Integra Health Management, Inc., failed to fulfill its responsibility when an employee was stabbed and later died, the Occupational Safety and Health Review Commission (OSHRC) recently decided.
The commission upheld OSHA’s citation under the general duty clause of the Occupational Safety and Health Act of 1970 (OSH Act), which requires employers to provide a place of employment free of recognized hazards. Integra had appealed an earlier administrative law judge’s decision to the full commission.
On December 10, 2012, an Integra employee was repeatedly stabbed during a home visit to one of Integra’s clients, who had a history of violent, criminal behavior.
The decision means that employers are responsible for protecting employees from recognized hazards—even if those hazards include violent actions committed by third parties that occur outside the employer’s premises.
Significance of the Integra Case
The decision touches on several questions surrounding employers’ responsibilities under the OSH Act’s general duty clause, including:
- What is the “place of employment?”
- What is a “hazard?”
- Can the actions of third parties be considered “recognizable hazards?”
- Since the actions of third parties are beyond an employer’s control, is an employer responsible for abating the hazards of such actions?
The number of amicus brief filed in the case and the prominence of the filers points to the significance of the case. Briefs were filed by the following:
- AFL-CIO;
- California Nurses Association;
- National Association of Social Workers and its Kansas chapter in Topeka, KS;
- Service Employees International Union;
- U.S. Chamber of Commerce; and
- United Steelworkers.
Tampa Service Coordinator Killed
Owings Mills, Maryland–based Integra Management has contracts with health insurers to contact insured individuals, some of whom may have chronic conditions, including mental illness, who are not regularly meeting with physicians or taking prescribed medications. The purpose of Integra’s service is to curtail costly emergency room visits.
Integra has contracts in Florida, Maryland, Pennsylvania, and Tennessee. The company has no facilities in Florida.
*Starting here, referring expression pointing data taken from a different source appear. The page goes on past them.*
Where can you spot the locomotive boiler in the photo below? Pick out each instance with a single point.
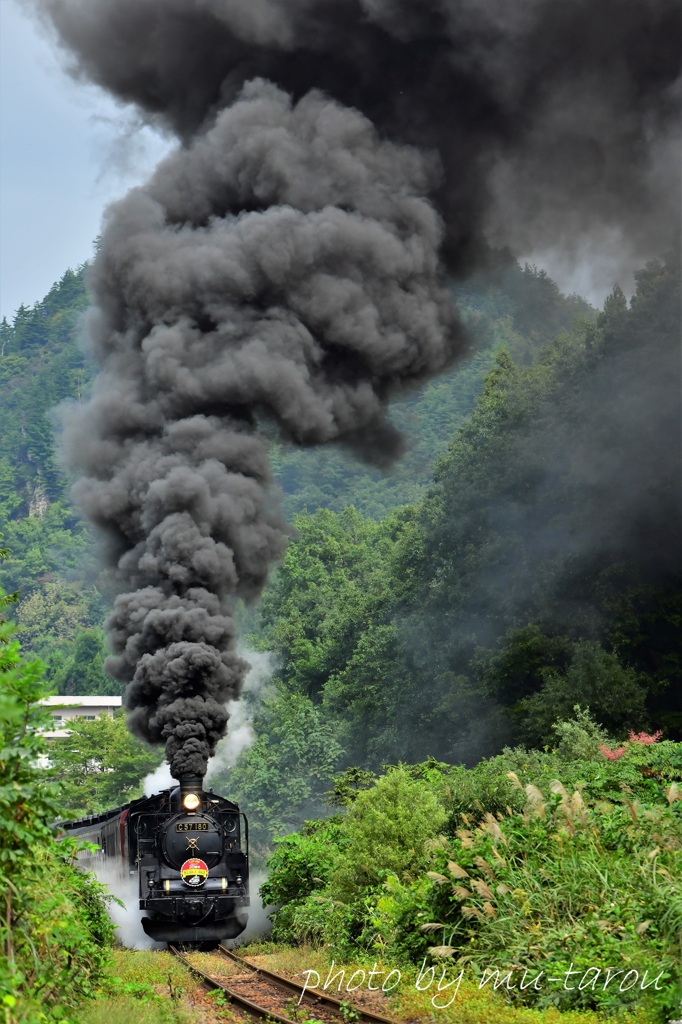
(189, 850)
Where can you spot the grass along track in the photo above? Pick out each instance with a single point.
(266, 995)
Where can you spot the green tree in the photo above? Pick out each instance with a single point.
(53, 927)
(282, 777)
(100, 764)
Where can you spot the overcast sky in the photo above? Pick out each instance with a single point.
(66, 151)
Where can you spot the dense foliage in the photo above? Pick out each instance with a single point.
(53, 928)
(536, 862)
(543, 568)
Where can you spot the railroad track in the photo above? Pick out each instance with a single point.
(264, 994)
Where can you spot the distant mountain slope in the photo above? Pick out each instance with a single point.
(42, 364)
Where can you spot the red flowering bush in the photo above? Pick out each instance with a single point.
(644, 737)
(612, 755)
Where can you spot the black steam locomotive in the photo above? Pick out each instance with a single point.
(189, 849)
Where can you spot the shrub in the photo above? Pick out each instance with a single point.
(53, 927)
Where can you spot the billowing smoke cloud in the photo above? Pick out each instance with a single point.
(286, 263)
(552, 118)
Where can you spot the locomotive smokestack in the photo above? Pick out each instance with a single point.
(286, 263)
(190, 786)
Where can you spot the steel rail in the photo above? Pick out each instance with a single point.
(313, 993)
(233, 996)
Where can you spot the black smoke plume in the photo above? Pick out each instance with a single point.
(287, 262)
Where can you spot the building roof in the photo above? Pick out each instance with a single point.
(101, 701)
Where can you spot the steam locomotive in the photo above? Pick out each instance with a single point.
(189, 849)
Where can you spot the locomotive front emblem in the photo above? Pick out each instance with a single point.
(195, 871)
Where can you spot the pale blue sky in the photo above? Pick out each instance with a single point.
(66, 151)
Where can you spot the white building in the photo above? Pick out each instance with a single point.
(64, 710)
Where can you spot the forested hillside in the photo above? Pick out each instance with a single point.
(52, 562)
(543, 569)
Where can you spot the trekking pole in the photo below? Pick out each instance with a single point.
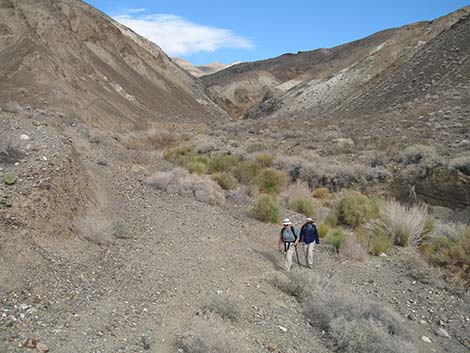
(297, 253)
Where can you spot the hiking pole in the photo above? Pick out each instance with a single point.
(297, 253)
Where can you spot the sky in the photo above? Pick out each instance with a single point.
(242, 30)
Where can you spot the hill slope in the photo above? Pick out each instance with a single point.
(67, 53)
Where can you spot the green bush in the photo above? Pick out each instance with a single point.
(271, 181)
(355, 209)
(246, 172)
(225, 180)
(266, 208)
(336, 238)
(303, 205)
(332, 219)
(323, 229)
(222, 163)
(265, 160)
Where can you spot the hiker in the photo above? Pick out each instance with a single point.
(288, 237)
(309, 237)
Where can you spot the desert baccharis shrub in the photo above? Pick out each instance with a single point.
(271, 181)
(180, 181)
(355, 209)
(322, 193)
(303, 205)
(246, 172)
(266, 208)
(222, 163)
(323, 229)
(336, 238)
(332, 219)
(265, 160)
(452, 251)
(225, 180)
(404, 225)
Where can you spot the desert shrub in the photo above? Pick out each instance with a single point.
(354, 325)
(404, 225)
(303, 205)
(322, 193)
(336, 238)
(355, 208)
(222, 163)
(450, 251)
(264, 160)
(152, 139)
(246, 172)
(462, 164)
(416, 154)
(179, 181)
(211, 336)
(266, 208)
(332, 219)
(225, 180)
(225, 307)
(12, 107)
(323, 229)
(271, 181)
(194, 166)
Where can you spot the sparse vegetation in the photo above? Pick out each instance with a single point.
(266, 208)
(225, 180)
(355, 208)
(271, 181)
(303, 205)
(336, 238)
(179, 181)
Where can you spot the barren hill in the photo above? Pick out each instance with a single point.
(66, 53)
(314, 80)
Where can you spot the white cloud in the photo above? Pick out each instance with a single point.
(177, 36)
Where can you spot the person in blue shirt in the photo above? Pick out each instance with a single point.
(309, 238)
(288, 237)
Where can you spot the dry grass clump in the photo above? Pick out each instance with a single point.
(354, 325)
(266, 208)
(225, 180)
(179, 181)
(225, 307)
(404, 225)
(303, 205)
(462, 164)
(208, 335)
(450, 250)
(355, 208)
(152, 139)
(12, 107)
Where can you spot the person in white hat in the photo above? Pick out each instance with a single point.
(309, 237)
(288, 237)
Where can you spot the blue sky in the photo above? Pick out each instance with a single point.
(231, 31)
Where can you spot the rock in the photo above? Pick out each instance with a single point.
(442, 332)
(9, 179)
(42, 348)
(30, 343)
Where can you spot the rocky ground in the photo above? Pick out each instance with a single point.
(93, 259)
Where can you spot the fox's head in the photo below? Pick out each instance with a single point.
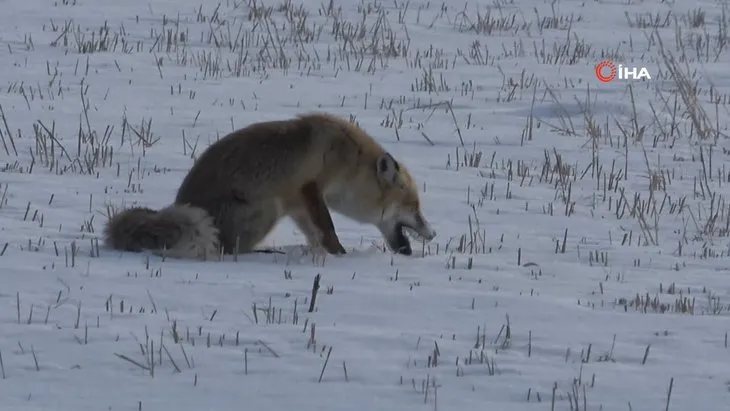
(400, 206)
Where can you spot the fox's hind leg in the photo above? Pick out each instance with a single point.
(243, 227)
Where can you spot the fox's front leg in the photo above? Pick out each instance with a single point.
(316, 222)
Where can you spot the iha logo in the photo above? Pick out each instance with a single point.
(607, 71)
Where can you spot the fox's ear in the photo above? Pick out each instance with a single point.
(387, 168)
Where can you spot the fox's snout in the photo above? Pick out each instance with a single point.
(394, 231)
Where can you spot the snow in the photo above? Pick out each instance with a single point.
(524, 303)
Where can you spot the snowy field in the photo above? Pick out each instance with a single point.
(582, 257)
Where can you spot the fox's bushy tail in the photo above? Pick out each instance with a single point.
(178, 231)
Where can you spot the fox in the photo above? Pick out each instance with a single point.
(243, 184)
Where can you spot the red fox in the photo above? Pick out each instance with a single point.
(246, 182)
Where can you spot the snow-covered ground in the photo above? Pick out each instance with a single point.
(582, 254)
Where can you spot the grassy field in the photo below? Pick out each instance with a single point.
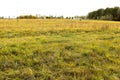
(59, 50)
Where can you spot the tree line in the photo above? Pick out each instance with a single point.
(105, 14)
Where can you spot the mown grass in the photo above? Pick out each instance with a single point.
(59, 50)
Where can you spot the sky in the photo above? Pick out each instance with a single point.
(53, 7)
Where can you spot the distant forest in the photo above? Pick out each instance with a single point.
(105, 14)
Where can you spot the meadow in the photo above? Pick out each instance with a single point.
(59, 49)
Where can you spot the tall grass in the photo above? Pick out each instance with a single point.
(59, 49)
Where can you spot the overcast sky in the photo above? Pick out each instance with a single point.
(53, 7)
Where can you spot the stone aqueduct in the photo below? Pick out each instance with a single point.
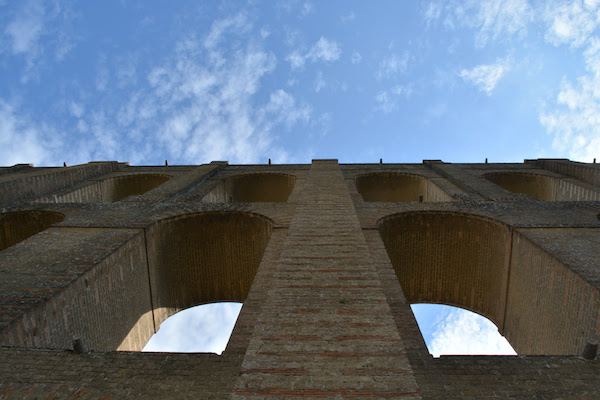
(326, 258)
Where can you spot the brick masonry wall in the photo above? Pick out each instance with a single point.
(326, 329)
(29, 185)
(588, 173)
(553, 304)
(325, 315)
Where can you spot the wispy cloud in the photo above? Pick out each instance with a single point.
(348, 17)
(491, 19)
(387, 100)
(571, 23)
(574, 121)
(26, 28)
(393, 65)
(464, 332)
(203, 329)
(323, 50)
(485, 77)
(24, 141)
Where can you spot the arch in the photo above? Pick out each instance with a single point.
(450, 258)
(397, 186)
(120, 187)
(538, 186)
(19, 225)
(206, 328)
(262, 187)
(204, 258)
(449, 330)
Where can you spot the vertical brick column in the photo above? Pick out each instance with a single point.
(325, 329)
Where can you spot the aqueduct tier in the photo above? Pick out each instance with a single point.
(327, 260)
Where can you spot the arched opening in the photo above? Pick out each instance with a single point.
(540, 187)
(204, 258)
(451, 330)
(200, 329)
(396, 187)
(120, 187)
(262, 187)
(19, 225)
(450, 258)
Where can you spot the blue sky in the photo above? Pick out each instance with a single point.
(191, 82)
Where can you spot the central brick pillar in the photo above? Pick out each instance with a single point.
(325, 329)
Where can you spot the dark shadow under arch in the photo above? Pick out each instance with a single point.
(120, 187)
(203, 258)
(397, 186)
(450, 258)
(484, 266)
(262, 187)
(538, 186)
(19, 225)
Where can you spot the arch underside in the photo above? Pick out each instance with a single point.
(398, 187)
(204, 258)
(479, 264)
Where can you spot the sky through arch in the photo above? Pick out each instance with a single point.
(451, 330)
(200, 329)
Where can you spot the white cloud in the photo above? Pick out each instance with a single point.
(393, 65)
(319, 82)
(204, 329)
(491, 19)
(571, 23)
(575, 120)
(324, 50)
(348, 17)
(22, 140)
(387, 100)
(238, 24)
(464, 332)
(203, 107)
(485, 77)
(35, 30)
(307, 8)
(76, 109)
(575, 124)
(26, 28)
(296, 59)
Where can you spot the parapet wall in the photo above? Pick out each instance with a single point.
(326, 275)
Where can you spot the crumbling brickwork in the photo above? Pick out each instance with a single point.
(326, 258)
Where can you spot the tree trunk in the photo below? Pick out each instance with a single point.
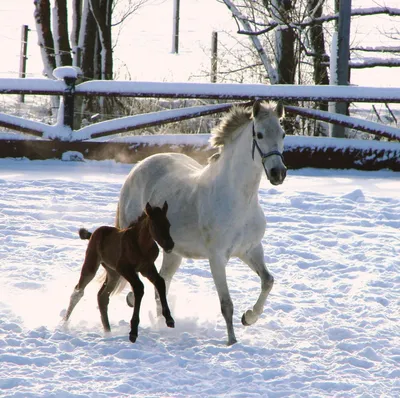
(285, 51)
(45, 36)
(317, 41)
(60, 32)
(76, 26)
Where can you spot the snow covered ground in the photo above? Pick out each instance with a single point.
(330, 327)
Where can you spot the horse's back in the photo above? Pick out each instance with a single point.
(158, 178)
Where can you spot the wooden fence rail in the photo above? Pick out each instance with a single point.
(60, 138)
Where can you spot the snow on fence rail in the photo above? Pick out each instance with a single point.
(299, 152)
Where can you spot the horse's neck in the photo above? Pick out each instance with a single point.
(235, 169)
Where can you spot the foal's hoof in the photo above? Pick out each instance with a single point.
(130, 299)
(171, 323)
(244, 323)
(132, 338)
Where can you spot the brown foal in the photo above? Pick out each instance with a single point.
(127, 252)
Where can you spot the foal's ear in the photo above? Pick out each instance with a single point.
(280, 109)
(148, 209)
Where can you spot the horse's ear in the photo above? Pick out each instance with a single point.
(280, 109)
(256, 107)
(148, 209)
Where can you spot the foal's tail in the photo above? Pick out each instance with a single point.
(84, 233)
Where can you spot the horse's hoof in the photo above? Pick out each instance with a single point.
(130, 299)
(244, 323)
(171, 323)
(249, 318)
(132, 338)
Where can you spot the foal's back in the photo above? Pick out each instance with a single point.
(113, 245)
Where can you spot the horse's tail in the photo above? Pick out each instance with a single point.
(84, 233)
(122, 281)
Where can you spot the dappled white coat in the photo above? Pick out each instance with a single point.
(213, 210)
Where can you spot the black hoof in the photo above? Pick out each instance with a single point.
(171, 323)
(128, 301)
(132, 338)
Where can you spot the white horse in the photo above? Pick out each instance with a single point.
(214, 210)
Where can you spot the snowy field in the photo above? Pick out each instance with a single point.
(330, 327)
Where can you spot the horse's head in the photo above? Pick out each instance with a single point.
(159, 226)
(268, 138)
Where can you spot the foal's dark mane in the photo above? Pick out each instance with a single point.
(140, 221)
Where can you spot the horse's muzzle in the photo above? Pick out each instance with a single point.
(169, 246)
(277, 175)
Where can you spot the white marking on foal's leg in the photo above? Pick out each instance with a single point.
(76, 295)
(255, 259)
(170, 264)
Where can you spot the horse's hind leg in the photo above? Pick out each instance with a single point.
(128, 272)
(255, 259)
(89, 269)
(103, 296)
(154, 277)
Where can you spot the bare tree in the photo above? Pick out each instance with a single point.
(87, 45)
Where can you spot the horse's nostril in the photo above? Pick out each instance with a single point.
(274, 172)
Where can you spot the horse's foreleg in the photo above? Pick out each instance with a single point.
(255, 260)
(89, 269)
(103, 296)
(154, 277)
(170, 264)
(218, 271)
(128, 272)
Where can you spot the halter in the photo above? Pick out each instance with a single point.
(262, 154)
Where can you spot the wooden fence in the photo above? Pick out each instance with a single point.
(300, 151)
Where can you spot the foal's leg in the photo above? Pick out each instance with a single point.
(255, 260)
(88, 271)
(103, 296)
(218, 270)
(128, 272)
(154, 277)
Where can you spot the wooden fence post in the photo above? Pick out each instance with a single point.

Its service coordinators work out of their homes and in the field.
A service coordinator in Tampa, Florida, had a client who suffered from cardiovascular disease and schizophrenia. The client had a history of violent, criminal behavior and had served nearly 15 years in prison for:
- Aggravated assault with a weapon,
- Aggravated battery with a deadly weapon,
- Battery, and
- Grand theft of a motor vehicle.
During the employee’s fourth in-home meeting with the client, he stabbed her nine times while chasing her across his front yard. A passerby found the employee lying on the ground and drove her to a hospital, where she died later that day.
OSHRC Findings
The commission’s decision cited several precedents, but mostly relied on a plain language understanding of the OSH Act’s general duty clause. The OSHRC concluded:
- A “hazard” is a danger,
- The “place of employment” is where work takes place, and
- The violent conduct of a third party can be a recognized hazard and is within the scope of the general duty clause.
The Chamber of Commerce argued a face-to-face meeting in a client’s home is not a “place of employment.” The commission dismissed this argument. Integra’s whole business model requires service coordinators to go to clients’ homes, get their consent to perform services, and coordinate their making and keeping appointments with healthcare providers and taking prescribed medications.
One of the commissioners compared face-to-face meetings in clients’ homes to a construction site, where employers do not own or lease the property but are responsible for protecting workers from health and safety hazards at the site.
Integra argued that third parties’ actions are unpredictable and that it could not have known its employee was at risk. The commission found that the company’s own training materials undercut this argument. Integra’s online training for service coordinators included slides entitled “Screening the Dangerous Member” and “Safety in the Community.”
Abatement Measures
In its citation of Integra, OSHA recommended abatement methods the company could have used to address the hazard of workplace violence:
- Create a written workplace violence prevention program,
- Determine the behavioral history of clients,
- Have procedures in place to inform staff of previous incidents of violence,
- Train employees to recognize aggressive behavior and train them in methods of de-escalation,
- Provide staff members with reliable means of summoning assistance, and
- Establish liaisons with local law enforcement agencies.
The Integra decision makes clear that if a recognizable hazard exists and can be eliminated or abated, employers are responsible for protecting employees from that hazard. Employers concerned about being cited under the general duty clause for workplace violence hazards could adopt some the abatement methods suggested by OSHA in the Integra case.